You can follow the proceedings of the conference live on the website of Urban Magma
One of the keynote speakers is Titus Tielens, Manager Strategy & Business Development, Port of Amsterdam. He talks about the circular economy in port areas. Title of his presentation: Circular Reference – How the chain of companies, research instituties, and (port) authorities can kickstart the circular economy.
Amsterdam is a large port, leading especially in products like oil, coal and cocoa. The 2.000 companies in the harbour districts are working hard on innovation in fields like energy, biobased products and waste recycling. A more or less traditional company like waste incinerator AEB now has started to drive innovation in for example water treatment and bioplastics.
The success factors on company level are to manage the myriad uncertainties. You have to be adaptive and flexible. That goes for the city level too.

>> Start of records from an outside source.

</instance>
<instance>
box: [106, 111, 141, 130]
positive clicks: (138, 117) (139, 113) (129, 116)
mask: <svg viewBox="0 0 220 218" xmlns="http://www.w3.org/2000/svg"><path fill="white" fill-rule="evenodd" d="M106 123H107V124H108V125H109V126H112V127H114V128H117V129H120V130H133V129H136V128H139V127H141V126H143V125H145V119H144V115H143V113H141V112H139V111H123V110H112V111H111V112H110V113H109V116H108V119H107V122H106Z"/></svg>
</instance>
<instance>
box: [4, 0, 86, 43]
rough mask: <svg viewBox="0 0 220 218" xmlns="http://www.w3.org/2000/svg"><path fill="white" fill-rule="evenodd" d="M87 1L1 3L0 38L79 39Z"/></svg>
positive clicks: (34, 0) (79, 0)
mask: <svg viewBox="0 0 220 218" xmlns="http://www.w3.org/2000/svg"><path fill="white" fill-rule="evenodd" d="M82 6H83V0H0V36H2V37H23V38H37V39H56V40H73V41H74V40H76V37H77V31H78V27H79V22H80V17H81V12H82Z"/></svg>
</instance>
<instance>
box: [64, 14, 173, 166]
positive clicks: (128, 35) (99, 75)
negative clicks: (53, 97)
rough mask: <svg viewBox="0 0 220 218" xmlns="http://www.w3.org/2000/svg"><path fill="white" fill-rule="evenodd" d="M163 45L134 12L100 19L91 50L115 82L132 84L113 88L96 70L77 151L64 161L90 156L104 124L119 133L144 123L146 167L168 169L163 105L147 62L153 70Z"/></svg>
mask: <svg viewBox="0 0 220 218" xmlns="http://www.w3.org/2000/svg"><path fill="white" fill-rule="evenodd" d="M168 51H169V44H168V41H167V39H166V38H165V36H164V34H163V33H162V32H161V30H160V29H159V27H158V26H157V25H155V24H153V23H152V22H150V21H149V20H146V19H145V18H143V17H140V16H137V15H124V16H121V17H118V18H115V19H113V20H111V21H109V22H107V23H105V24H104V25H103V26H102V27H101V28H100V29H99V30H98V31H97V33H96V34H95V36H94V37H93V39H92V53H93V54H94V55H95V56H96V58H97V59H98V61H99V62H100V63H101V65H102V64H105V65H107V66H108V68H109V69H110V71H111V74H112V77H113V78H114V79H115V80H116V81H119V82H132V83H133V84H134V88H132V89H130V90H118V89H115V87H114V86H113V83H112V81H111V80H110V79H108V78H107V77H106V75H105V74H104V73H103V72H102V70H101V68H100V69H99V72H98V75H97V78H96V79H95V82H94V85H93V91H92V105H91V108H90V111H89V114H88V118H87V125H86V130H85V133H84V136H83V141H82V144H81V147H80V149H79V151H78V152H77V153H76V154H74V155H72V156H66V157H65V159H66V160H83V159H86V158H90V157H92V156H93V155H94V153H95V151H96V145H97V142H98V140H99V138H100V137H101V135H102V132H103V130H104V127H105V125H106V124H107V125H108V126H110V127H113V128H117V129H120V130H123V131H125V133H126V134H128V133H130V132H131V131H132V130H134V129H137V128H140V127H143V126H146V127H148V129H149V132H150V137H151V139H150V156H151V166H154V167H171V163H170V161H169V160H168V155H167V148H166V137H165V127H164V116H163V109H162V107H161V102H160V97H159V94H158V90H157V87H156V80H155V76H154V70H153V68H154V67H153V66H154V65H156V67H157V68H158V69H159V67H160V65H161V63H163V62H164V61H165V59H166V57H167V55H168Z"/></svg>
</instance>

As a city planner, try to assemble as many feedstocks and as many technologies as you can, by attracting different types of companies.
Titus sees three roles for the city planner and port authority. First provide the grid and the infrastructure: the Market Master. On top of that, Titus states, we are a Match Maker, bringing companies together, locating companies where they can exchange energy and waste with neighbours. On top of that, Amsterdam wants to be a bit more: a co-creator. The port authority provides incubator facilities, helping companies to develop new initiatives. This can mean investing in new companies, an activity that sometimes is debated: does a port authority have to step into commercial activities?
Johan Möllerström, Managing Director, Malmberg Water AB presents Key factors for Cleantech business growth. The company develops biogas installations. Johan remarks: there has for years been a lot of talk about the possibilities of biogas in Sweden, but in reality only a few projects came on the market. So we decided to try and win contracts in Germany, a much larger market. We had to go for larger projects than we ever had managed. It took a lot of courage to sign contracts for projects that we had no experience in. We had to change the organisation of our design process to make it much faster. And it worked out, we are now one of the market leaders in this field in Germany.
One of the key factors for a succesfull innovation is sheer luck! Malmberg is one of the founders of the Swedish Water Industry, a cooperation of a number of companies in the field of waste water treatment, “all individually too big for Sweden but each too small for the world.” The cooperation choose to target projects in Ukraine first, and got contracts for three big projects.But then the political situation in Ukraine got very complicated. “We had done everything right, but you need some luck too.”
Sylvia Michel, CEO, Kraftringen talks about The Utility as a driver for innovation. Kraftringen is owned by four Municipalities in Sweden, and provides energy to about 300.000 households. The company cooperates with the region of Skane to make the region fossil fuel-free by 2020. The solution of Kraftringen to reach that goal was accepted by the region, and now already 83% of the energy consumption is renewable. Kraftringen also is involved in two very innovative local energy projects, the new neighbourhood of Brunnshögg (‘the Town as Powerplant’, see the picture below), and the ESS-project that will couple a new research facility producing lots of waste heat to the local district heating system, both in Lund.